OBJECTIVE: The main aim of the current analysis was to explore the hypothetical advantages using rectal spacer during 1.5T MR-guided and daily-adapted PC SBRT compared to a no-rectal spacer hydrogel cohort of patients.
METHODS: The SBRT-protocol consisted of a 35 Gy schedule delivered in five fractions. Herein we present a dosimetric analysis between spacer and no-spacer patients. Furthermore, treatment tolerability and feasibility were preliminarily assessed according to clinicians-reported outcomes at the end of treatment and patient-reported outcomes measures (PROMs) in both arms. Toxicity and quality of life were assessed at baseline and after treatment using the Common Terminology Criteria for Adverse Events v5.0, International Prostatic Symptoms Score, ICIQ-SF, IIEF-5, and EORTC-QLQ-C30 and PR-25 questionnaires.
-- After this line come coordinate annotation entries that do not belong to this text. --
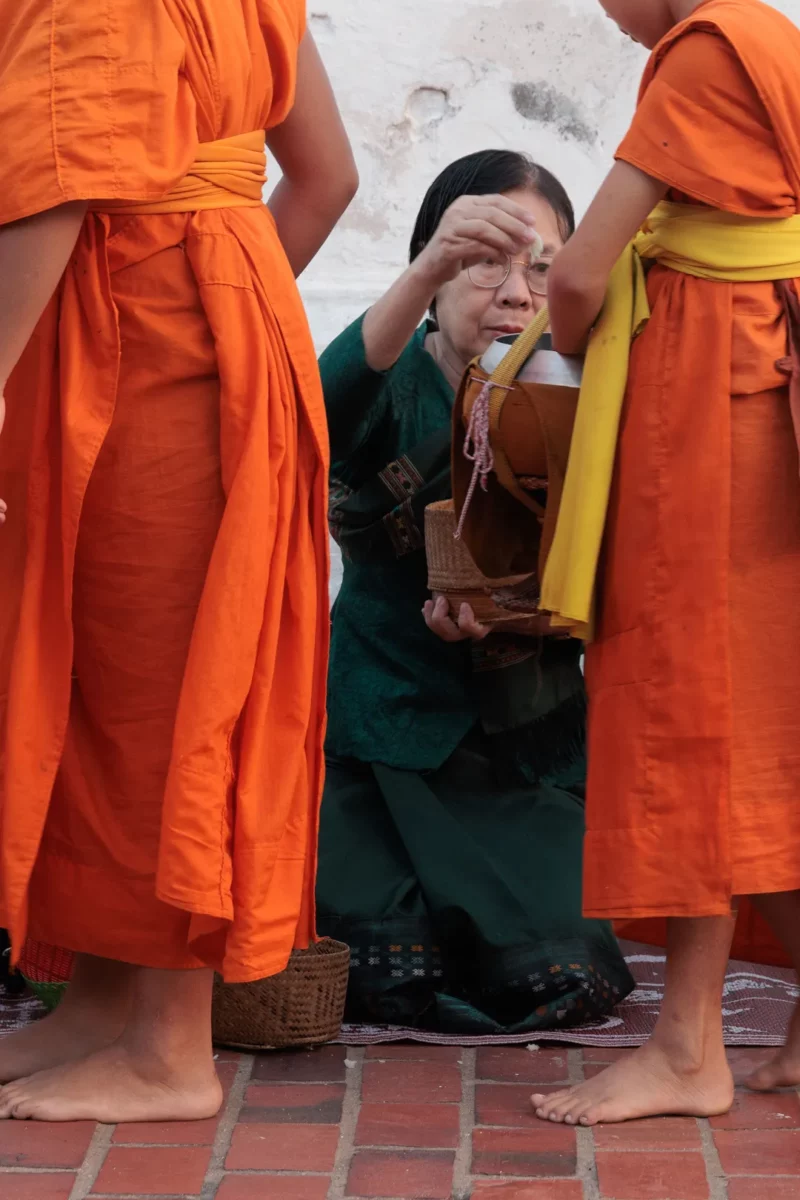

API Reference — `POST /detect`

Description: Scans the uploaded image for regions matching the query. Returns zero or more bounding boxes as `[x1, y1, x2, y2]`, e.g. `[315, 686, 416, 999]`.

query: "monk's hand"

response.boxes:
[422, 594, 491, 642]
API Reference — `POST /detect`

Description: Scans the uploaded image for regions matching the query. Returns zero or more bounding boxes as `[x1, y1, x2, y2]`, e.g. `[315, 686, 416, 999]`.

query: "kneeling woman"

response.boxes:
[318, 151, 632, 1033]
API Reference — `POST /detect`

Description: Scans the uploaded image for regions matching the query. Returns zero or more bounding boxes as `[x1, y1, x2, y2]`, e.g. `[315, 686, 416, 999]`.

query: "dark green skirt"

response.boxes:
[317, 733, 633, 1034]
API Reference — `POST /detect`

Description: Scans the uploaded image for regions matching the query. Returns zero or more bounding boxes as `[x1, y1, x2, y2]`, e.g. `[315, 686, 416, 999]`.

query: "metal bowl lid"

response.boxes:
[481, 334, 583, 388]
RESULTS: 120 plans (pre- and daily adaptive SBRT planning) were analyzed in 20 patients (10 patients in spacer group and 10 patients in no-spacer group) treated using 1.5T MR-guided adaptive SBRT. Statistically significant dosimetric advantages were observed in favor of the spacer insertion, improving the PTV coverage in terms of V33.2Gy >95% and PTV 37.5 Gy <2% mainly during daily-adapted SBRT. Also, rectum V32, V28 and V18Gy and bladder V35Gy <1 cc were significantly reduced in the spacer cohort. Concerning the PROMS, all questionnaires showed no difference between the pre- and post-SBRT evaluation in both arms, excepting the physical functioning item of EORTC QLQ-C30 questionnaire that was declined in the no-spacer group.
CONCLUSION: These preliminary results strongly suggest the adoption of peri-rectal spacer due to dosimetric advantages not only for rectal sparing but also for target coverage. Longer follow-up is required to validate the clinical impact in terms of Clinicians-reported toxicity and PROMs.
ADVANCES IN KNOWLEDGE: This the first experience reporting preliminary data concerning the potential dosimetric impact of rectal hydrogel spacer on MR-guided SBRT for prostate cancer.